Government launches Canada Post review
The Canadian government has launched an independent review of Canada Post, which will aim to “help put Canada Post on a self-sustaining footing, while providing valuable services for Canadians well into the future”. Canada’s Public Services Minister Judy Foote said that the privatisation of Canada Post was not on the cards, but the review will be looking at “innovative new ideas”.
The review was formally announced yesterday (5 May).
In the first phase of the review, a four-member Task Force will “gather facts, conduct analysis and come up with viable options for postal service in Canada” and then produce a Discussion Paper in September.
After a consultation period, a Parliamentary Committee will table a report in December, and the government will announce its decision on the future of Canada Post in the spring of 2017.
The task force will be chaired by Françoise Bertrand, who has senior management positions at the Université du Québec, Télé-Québec and major consulting firms.
The other Task Force members are: Krystyna T. Hoeg, a corporate director and the former President and Chief Executive Officer of Corby Distilleries; Jim Hopson, a former Director of Education for the Qu’Appelle Valley School Division; and Marena McLaughlin, a former Deputy Commissioner of the Atlantic Region for Correctional Service Canada.

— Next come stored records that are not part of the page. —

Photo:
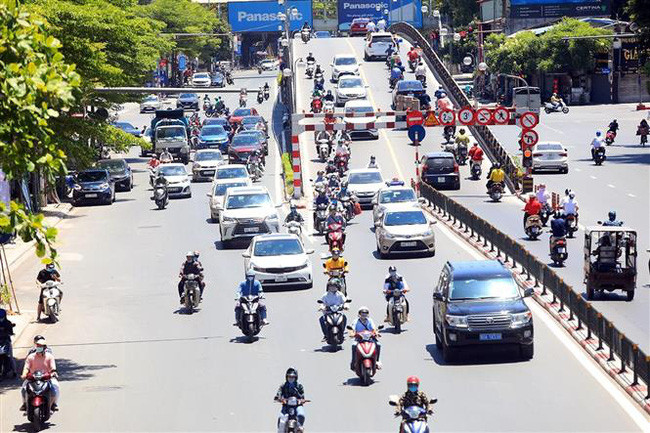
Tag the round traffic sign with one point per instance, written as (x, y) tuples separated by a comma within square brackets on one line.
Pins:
[(501, 116), (529, 137), (447, 117), (416, 133), (483, 116), (529, 120), (466, 116)]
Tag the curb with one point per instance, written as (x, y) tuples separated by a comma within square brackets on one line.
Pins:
[(601, 353)]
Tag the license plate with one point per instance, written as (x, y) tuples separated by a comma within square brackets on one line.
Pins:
[(489, 337)]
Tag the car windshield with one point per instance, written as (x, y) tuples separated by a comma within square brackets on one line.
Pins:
[(405, 218), (350, 82), (91, 176), (345, 61), (172, 170), (397, 196), (483, 288), (221, 188), (277, 247), (231, 172), (208, 156), (365, 178), (241, 201)]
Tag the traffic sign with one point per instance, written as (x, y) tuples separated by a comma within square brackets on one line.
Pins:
[(416, 133), (483, 116), (466, 116), (529, 137), (501, 116), (413, 118), (447, 117), (529, 120)]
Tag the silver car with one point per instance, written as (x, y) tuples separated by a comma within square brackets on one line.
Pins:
[(403, 230)]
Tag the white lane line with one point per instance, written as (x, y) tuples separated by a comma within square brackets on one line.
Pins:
[(613, 389)]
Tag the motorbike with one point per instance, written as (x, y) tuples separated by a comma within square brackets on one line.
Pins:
[(51, 300), (334, 319), (550, 108), (496, 191), (559, 251), (365, 362), (160, 196), (533, 227), (191, 292), (250, 322), (414, 418)]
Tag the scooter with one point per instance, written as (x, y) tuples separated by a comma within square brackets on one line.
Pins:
[(365, 360), (51, 300)]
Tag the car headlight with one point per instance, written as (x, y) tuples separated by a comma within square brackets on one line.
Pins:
[(521, 319), (456, 321)]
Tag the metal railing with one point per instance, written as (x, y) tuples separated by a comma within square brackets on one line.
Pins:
[(484, 136), (597, 327)]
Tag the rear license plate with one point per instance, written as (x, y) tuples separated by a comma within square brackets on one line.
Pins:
[(489, 337)]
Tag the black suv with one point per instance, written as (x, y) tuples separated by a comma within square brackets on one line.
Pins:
[(479, 303)]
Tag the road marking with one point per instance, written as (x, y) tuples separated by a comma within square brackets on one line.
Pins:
[(572, 346)]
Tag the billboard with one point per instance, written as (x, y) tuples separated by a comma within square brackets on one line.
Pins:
[(262, 16), (392, 11), (555, 9)]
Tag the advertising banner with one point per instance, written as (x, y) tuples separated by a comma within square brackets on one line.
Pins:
[(409, 11), (262, 16), (556, 9)]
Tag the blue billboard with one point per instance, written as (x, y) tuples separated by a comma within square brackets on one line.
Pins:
[(262, 16), (393, 11)]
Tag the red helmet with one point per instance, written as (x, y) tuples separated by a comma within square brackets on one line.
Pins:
[(413, 380)]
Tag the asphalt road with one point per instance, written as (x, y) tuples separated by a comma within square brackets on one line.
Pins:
[(621, 183), (130, 361)]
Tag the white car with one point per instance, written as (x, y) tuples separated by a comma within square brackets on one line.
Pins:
[(201, 79), (364, 184), (247, 212), (344, 64), (177, 178), (279, 259), (550, 155), (349, 88), (219, 189), (205, 164), (150, 103), (360, 106), (389, 197), (377, 44)]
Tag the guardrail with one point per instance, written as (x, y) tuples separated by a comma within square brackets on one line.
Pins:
[(598, 327), (484, 136)]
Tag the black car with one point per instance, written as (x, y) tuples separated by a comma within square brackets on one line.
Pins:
[(440, 170), (94, 185), (188, 101), (120, 172), (478, 303)]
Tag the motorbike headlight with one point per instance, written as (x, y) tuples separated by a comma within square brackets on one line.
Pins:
[(521, 319), (456, 321)]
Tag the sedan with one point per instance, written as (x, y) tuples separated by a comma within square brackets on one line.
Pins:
[(404, 230), (550, 156), (279, 260), (349, 87), (205, 164), (120, 172)]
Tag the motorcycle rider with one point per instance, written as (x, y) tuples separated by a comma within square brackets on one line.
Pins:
[(44, 275), (250, 287), (41, 360), (190, 266), (290, 388), (365, 323)]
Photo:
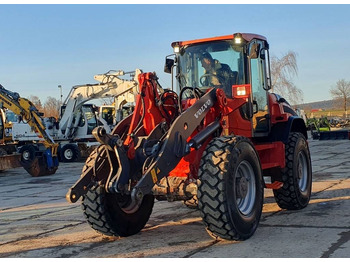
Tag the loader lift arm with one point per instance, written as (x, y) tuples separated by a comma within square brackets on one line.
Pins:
[(42, 163)]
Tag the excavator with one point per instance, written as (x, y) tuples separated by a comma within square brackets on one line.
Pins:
[(39, 159), (217, 142), (73, 131), (9, 158)]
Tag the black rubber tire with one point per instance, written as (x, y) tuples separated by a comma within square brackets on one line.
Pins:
[(69, 153), (218, 196), (28, 153), (35, 165), (296, 176), (103, 210), (192, 203)]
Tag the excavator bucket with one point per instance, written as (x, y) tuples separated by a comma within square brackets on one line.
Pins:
[(9, 161)]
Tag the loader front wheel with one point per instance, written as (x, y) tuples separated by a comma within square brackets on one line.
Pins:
[(230, 192), (106, 212), (296, 176)]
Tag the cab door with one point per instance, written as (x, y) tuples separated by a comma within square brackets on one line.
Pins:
[(258, 80), (2, 127)]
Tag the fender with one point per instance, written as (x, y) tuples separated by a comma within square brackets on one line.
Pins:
[(280, 131)]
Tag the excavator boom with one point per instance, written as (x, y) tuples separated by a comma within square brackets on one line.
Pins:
[(46, 162)]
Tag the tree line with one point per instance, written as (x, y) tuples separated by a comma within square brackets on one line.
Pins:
[(283, 69)]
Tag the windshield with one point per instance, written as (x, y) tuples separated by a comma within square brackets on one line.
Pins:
[(11, 117), (214, 64)]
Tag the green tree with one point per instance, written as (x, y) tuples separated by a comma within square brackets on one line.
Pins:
[(282, 71), (341, 92)]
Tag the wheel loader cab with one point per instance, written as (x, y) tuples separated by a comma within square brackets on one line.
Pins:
[(236, 60)]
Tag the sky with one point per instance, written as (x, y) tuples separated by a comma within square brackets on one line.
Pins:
[(43, 46)]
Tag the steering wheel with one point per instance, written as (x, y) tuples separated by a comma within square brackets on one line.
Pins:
[(206, 76)]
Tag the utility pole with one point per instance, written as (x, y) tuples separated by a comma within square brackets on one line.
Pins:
[(60, 87)]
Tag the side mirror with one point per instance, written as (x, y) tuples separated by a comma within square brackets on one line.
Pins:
[(254, 51), (169, 63)]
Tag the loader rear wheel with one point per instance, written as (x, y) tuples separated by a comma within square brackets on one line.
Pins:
[(296, 176), (230, 192), (105, 211)]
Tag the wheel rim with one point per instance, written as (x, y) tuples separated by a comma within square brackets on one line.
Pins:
[(26, 155), (68, 154), (245, 188), (302, 172)]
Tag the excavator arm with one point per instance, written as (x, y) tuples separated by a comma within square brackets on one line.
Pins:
[(38, 163), (111, 85)]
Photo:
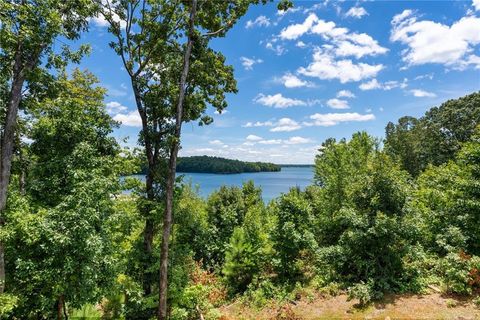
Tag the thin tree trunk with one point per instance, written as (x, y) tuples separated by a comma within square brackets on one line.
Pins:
[(6, 144), (148, 234), (60, 308), (172, 164), (148, 231)]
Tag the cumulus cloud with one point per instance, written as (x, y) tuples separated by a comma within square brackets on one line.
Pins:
[(260, 21), (342, 42), (331, 119), (285, 125), (248, 63), (115, 107), (278, 101), (389, 85), (292, 81), (131, 119), (422, 93), (271, 141), (297, 140), (326, 67), (277, 48), (433, 42), (252, 137), (356, 12), (258, 124), (216, 142), (300, 44), (101, 22), (282, 125), (338, 104), (476, 4), (345, 94), (294, 31)]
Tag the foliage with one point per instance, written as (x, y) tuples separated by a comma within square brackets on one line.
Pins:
[(292, 234), (460, 272), (63, 217), (436, 137), (447, 200), (206, 164), (367, 238)]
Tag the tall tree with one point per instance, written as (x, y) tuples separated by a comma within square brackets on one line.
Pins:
[(436, 137), (59, 244), (164, 46), (28, 32)]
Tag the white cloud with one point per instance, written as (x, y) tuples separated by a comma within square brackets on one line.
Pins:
[(277, 48), (338, 104), (422, 93), (433, 42), (389, 85), (272, 141), (282, 125), (131, 119), (358, 45), (345, 94), (300, 44), (289, 10), (216, 142), (476, 5), (331, 119), (356, 12), (248, 63), (253, 137), (342, 42), (292, 81), (294, 31), (260, 21), (278, 101), (101, 22), (297, 140), (285, 125), (324, 66), (115, 107), (258, 124)]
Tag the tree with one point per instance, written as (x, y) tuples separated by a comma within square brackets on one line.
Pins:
[(292, 234), (434, 138), (60, 244), (174, 74), (28, 31), (364, 237), (447, 199)]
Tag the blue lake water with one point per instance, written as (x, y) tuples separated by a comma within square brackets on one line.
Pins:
[(273, 184)]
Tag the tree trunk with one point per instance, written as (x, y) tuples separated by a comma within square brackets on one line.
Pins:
[(60, 303), (148, 234), (6, 145), (148, 231), (172, 164)]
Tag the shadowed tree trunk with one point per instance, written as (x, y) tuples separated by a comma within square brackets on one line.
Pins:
[(7, 142), (172, 164)]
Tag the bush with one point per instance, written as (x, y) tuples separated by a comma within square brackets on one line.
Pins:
[(461, 272), (362, 292)]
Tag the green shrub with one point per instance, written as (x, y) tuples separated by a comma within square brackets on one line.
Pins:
[(460, 272)]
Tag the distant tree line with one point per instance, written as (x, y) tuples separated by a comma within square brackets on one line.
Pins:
[(207, 164)]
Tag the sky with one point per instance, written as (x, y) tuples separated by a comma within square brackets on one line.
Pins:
[(322, 69)]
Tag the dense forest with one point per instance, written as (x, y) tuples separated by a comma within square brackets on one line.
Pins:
[(393, 215), (206, 164)]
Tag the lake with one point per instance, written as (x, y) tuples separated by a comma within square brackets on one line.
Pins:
[(273, 184)]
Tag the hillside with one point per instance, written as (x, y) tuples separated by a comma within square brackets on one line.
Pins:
[(207, 164)]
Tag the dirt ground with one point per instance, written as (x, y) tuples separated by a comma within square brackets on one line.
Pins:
[(431, 306)]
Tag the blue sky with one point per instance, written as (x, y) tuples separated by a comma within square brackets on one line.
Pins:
[(320, 70)]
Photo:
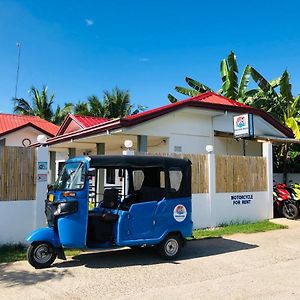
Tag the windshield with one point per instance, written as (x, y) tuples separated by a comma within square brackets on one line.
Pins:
[(72, 177)]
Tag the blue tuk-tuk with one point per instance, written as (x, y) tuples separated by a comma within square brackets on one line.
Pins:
[(107, 201)]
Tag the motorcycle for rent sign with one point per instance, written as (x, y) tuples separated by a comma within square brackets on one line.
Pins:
[(243, 126)]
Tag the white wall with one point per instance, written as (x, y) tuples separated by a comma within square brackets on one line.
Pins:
[(230, 146), (15, 138), (17, 220), (293, 177), (222, 209)]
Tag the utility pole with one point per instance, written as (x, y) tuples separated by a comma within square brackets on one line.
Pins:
[(18, 67)]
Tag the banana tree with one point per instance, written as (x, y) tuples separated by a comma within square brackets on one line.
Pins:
[(231, 87)]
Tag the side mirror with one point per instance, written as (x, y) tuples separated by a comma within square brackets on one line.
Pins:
[(121, 173), (90, 173)]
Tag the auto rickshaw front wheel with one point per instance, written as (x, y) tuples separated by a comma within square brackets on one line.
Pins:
[(41, 255), (171, 246)]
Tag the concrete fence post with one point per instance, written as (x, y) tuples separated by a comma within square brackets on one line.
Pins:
[(268, 154), (212, 187), (42, 172)]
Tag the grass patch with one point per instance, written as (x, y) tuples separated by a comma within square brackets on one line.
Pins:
[(17, 252), (232, 228)]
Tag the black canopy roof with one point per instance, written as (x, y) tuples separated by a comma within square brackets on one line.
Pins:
[(133, 161)]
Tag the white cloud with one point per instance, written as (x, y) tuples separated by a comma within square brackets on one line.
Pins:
[(144, 59), (89, 22)]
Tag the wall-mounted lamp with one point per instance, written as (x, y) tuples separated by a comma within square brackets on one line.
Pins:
[(128, 144), (209, 148), (41, 138)]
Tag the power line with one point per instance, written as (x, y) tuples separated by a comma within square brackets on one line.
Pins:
[(18, 67)]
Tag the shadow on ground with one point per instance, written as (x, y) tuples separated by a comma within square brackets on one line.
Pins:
[(27, 276), (24, 275), (118, 258)]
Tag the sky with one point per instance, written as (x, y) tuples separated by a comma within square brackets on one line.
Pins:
[(80, 48)]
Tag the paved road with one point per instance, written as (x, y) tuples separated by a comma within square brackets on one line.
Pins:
[(254, 266)]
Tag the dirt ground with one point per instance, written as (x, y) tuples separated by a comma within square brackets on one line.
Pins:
[(254, 266)]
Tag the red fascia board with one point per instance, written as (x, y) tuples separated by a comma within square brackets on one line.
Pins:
[(69, 118), (25, 125), (237, 109), (85, 132), (127, 122)]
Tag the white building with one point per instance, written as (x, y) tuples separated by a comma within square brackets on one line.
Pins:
[(22, 131)]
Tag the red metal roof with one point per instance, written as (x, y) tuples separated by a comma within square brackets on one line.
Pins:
[(75, 122), (88, 121), (207, 100), (208, 97), (10, 123)]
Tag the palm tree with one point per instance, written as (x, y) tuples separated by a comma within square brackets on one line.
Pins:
[(115, 104), (42, 106)]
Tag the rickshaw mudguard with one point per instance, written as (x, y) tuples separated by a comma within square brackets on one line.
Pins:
[(46, 234)]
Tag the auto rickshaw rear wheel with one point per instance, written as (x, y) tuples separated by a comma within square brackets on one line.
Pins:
[(171, 246), (41, 255)]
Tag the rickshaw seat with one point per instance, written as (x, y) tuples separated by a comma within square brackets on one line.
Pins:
[(110, 198), (149, 193)]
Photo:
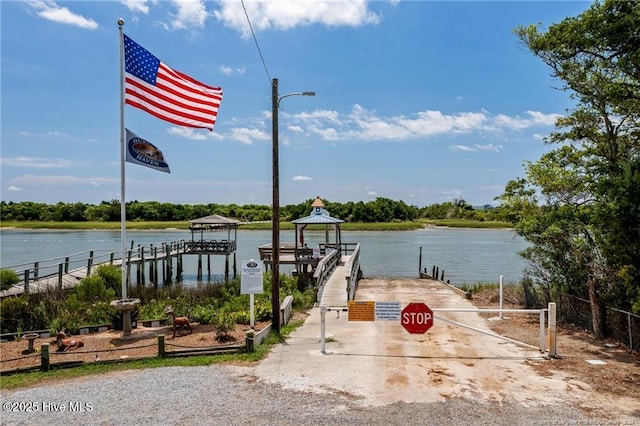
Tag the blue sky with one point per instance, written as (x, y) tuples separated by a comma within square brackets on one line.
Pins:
[(419, 101)]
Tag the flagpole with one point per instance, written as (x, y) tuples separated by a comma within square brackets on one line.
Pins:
[(123, 208)]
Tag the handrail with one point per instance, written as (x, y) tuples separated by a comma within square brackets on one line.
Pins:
[(353, 272), (324, 269), (37, 270)]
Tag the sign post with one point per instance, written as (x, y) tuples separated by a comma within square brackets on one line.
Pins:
[(251, 283), (416, 318)]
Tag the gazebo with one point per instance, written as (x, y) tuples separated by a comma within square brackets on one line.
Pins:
[(321, 218), (299, 253), (200, 245)]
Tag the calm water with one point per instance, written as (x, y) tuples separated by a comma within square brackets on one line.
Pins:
[(466, 255)]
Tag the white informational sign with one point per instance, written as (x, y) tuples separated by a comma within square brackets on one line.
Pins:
[(388, 311), (251, 278)]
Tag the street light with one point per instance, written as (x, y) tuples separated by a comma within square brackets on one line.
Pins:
[(275, 219)]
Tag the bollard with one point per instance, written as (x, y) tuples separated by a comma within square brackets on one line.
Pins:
[(161, 348), (250, 341), (44, 357), (552, 330)]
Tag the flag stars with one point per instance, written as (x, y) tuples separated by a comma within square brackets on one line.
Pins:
[(140, 62)]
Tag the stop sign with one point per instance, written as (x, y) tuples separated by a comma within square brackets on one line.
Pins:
[(416, 318)]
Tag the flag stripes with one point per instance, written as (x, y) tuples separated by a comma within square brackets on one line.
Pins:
[(168, 94)]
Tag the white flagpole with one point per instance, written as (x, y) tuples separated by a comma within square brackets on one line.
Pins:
[(123, 208)]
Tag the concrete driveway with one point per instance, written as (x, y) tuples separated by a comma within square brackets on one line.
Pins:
[(379, 362)]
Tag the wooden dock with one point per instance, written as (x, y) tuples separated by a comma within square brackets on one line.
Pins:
[(153, 264)]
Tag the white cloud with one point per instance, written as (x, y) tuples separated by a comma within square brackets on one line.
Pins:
[(226, 70), (363, 124), (295, 129), (535, 118), (35, 162), (538, 136), (477, 147), (51, 11), (187, 133), (136, 5), (190, 14), (57, 180), (288, 14), (247, 136)]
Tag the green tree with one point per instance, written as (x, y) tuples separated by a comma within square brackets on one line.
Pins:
[(588, 219)]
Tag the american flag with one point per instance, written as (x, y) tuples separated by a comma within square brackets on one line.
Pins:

One issues that is certainly feature prominently in the review is Canada Post’s recent policy of switching from door-to-door mail deliveries to the use of community mail boxes (which help to cut delivery costs). As previously reported, the community mail box roll-out was slowed when the Liberal Party came to power last year.
When asked about the home delivery issue at the review launch yesterday, Foote replied: “”Home delivery, yes. Home delivery in what format in terms of time is another question.
“I don’t think we specified [during election campaign] in terms of home delivery being seven days a week or five days a week. We need to hear from Canadians what it is they need and Canadians are responsible and I think they will understand that it has to be at a reasonable cost.”